A incapacidade de enfrentar uma crise de valores

"Tem sido dito que o discurso sobre a crise dos valores se repete ciclicamente e que todas as gerações tendem a ver nas gerações seguintes um abaixamento dos padrões. Tem sido dito que o discurso sobre a insegurança e a criminalidade é um recurso fácil de políticos para angariar votos através da exploração dos sentimentos de insegurança. Tem sido dito que a sensação de deriva é apenas produto das profundas transformações económicas produzidas pela globalização da economia, e que a verdadeira fonte de insegurança é económica e social, não intelectual e moral.
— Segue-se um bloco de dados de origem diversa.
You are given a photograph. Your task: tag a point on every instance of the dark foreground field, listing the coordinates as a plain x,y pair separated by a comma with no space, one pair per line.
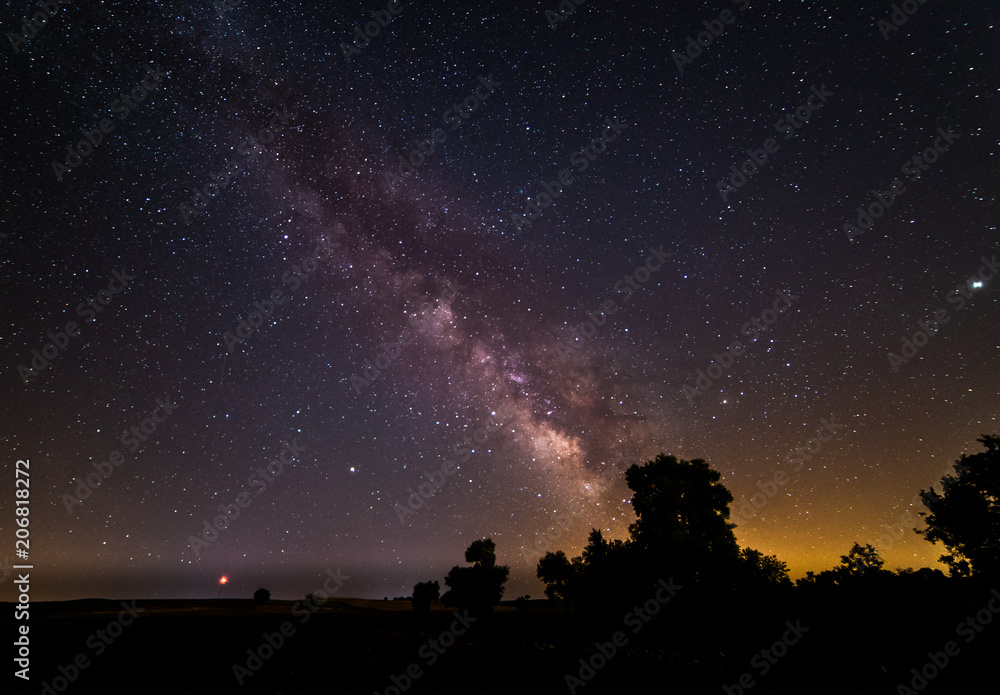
357,646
Não posso entrar aqui numa discussão detalhada destes argumentos. Não concordo com eles, mas penso que devem ser tomados em conta, especialmente como freios e contrapesos contra o argumento que eu próprio vou aqui defender: o de que há uma crise de valores. Todos os argumentos, incluindo obviamente os meus, podem tornar-se enganadores, e as suas consequências práticas podem tornar-se indesejáveis, se forem exagerados. É bom, por isso, que todos os argumentos possam conviver com contra-argumentos, moderando-se e aperfeiçoando-se mutuamente.
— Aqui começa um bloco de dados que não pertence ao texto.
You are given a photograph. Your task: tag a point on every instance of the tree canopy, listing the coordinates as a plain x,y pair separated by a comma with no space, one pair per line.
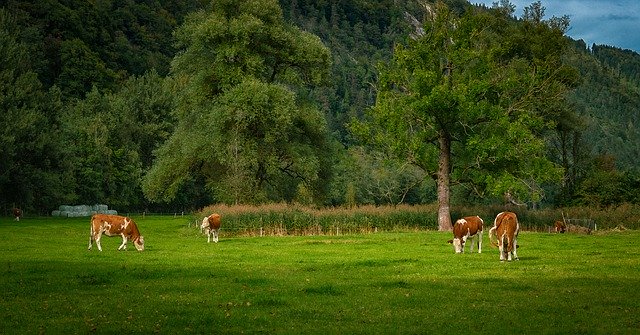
462,101
241,124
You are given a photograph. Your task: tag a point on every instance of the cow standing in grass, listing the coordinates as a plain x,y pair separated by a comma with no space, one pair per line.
560,226
115,225
505,229
467,227
211,226
17,213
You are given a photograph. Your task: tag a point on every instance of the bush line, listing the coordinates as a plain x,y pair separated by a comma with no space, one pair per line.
292,219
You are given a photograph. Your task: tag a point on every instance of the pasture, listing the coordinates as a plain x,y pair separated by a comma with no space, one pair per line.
378,283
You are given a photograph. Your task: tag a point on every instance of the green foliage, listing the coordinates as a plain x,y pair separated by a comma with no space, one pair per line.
469,81
30,164
55,52
240,125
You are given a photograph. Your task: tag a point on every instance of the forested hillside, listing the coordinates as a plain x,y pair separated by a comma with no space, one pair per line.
90,92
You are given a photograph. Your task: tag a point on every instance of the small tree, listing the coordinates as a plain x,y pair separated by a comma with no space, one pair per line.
240,123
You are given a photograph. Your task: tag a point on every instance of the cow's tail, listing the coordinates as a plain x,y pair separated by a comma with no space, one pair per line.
493,237
91,234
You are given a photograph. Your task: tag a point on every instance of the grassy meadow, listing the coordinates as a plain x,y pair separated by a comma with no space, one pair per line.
373,283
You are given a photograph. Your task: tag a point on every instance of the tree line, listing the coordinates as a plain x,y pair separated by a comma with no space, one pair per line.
186,103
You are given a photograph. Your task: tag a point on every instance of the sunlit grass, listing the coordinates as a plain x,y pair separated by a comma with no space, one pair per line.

O meu argumento, porém, é que existe uma crise de valores e de referências estáveis. Há uma percepção comum desta crise que se exprime na percepção do aumento do consumo de drogas, no aumento da criminalidade, sobretudo no aumento da delinquência juvenil, e também na percepção de que as famílias – quando elas existem – têm crescente dificuldade em enfrentar essas situações. Há também a percepção de que os órgãos de comunicação social, sobretudo a televisão, não ajudam a contrariar estes fenómenos, podendo inclusivamente estar a contribuir para o seu agravamento, designadamente através do abuso de cenas de violência, sobretudo violência cada vez mais cruel e gratuita, e através da atribuição ao impulso sexual de um papel obviamente exagerado na vida dos indivíduos e das sociedades. (...)
Mas eu gostaria de ir um pouco mais longe: a faceta mais preocupante desta crise de valores reside no facto de nós sermos cada vez mais incapazes de enfrentar o problema da crise de valores. Temos uma grande dificuldade em falar dos valores porque se instalou entre nós a ideia de que, numa democracia, não há valores impessoais ou suprapessoais: cada um escolhe os seus valores, um pouco como os seus gostos, e, obviamente, todos aprendemos que os gostos não se discutem. Viver numa democracia, dizem-nos, é aceitar todos os valores, reconhecer igual direito à expressão de todos os valores e, mais do que isso, reconhecer a todos eles igual consideração e respeito. Proferir juízos sobre os valores dos outros é já uma manifestação de autoritarismo que tem de ser condenada."